Tumor samples were genotyped using multiplex PCR with HPV type-specific primers for amplification of viral DNA and array primer extension for typing (Hasan et al., 2007a).

Total RNA was extracted from cells using the RNeasy Mini kit (QIAGEN and Machery Nagel). cDNA was synthesized with the First strand cDNA synthesis kit (MBI, Fermentas). The Mx3000P real-time PCR system (Stratagene) was used to perform qPCR with Mesa green qPCR MasterMix plus (Eurogentec). Primer sequences are enclosed in Table 1.

GraphPad (version 5) was used to calculate unpaired and paired p-values.

We are grateful to Hector Vargas (IARC, Lyon, France) for his advice on the chromatin fractionation, Mathew Hayden (Yale Medical School, USA) for scientific discussions, and Diana Hargreaves (Yale Medical School, USA) for technical help. We would also like to thank Thierry Walzer (CIRI, Lyon, France) and Tony Ng (KCL, London, UK) for their scientific advice and interactions.

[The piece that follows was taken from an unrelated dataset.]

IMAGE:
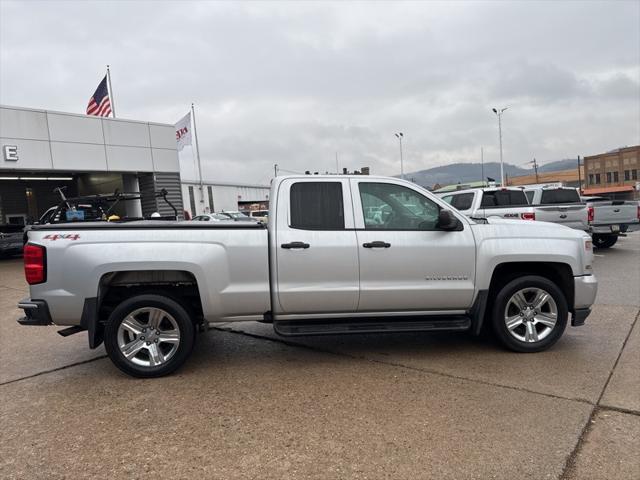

This study was supported by the EMBO Fellowship Program (U.A. Hasan), La Ligue Régionale de la Loire contre le Cancer (U.A. Hasan), la Fondation pour la Recherche Médicale (U.A. Hasan), l’Association Research sur la Cancer (U.A. Hasan), and CLARA Procan Axe II innate sensors platform, Lyon (M. Tommasino).

The authors declare no competing financial interests.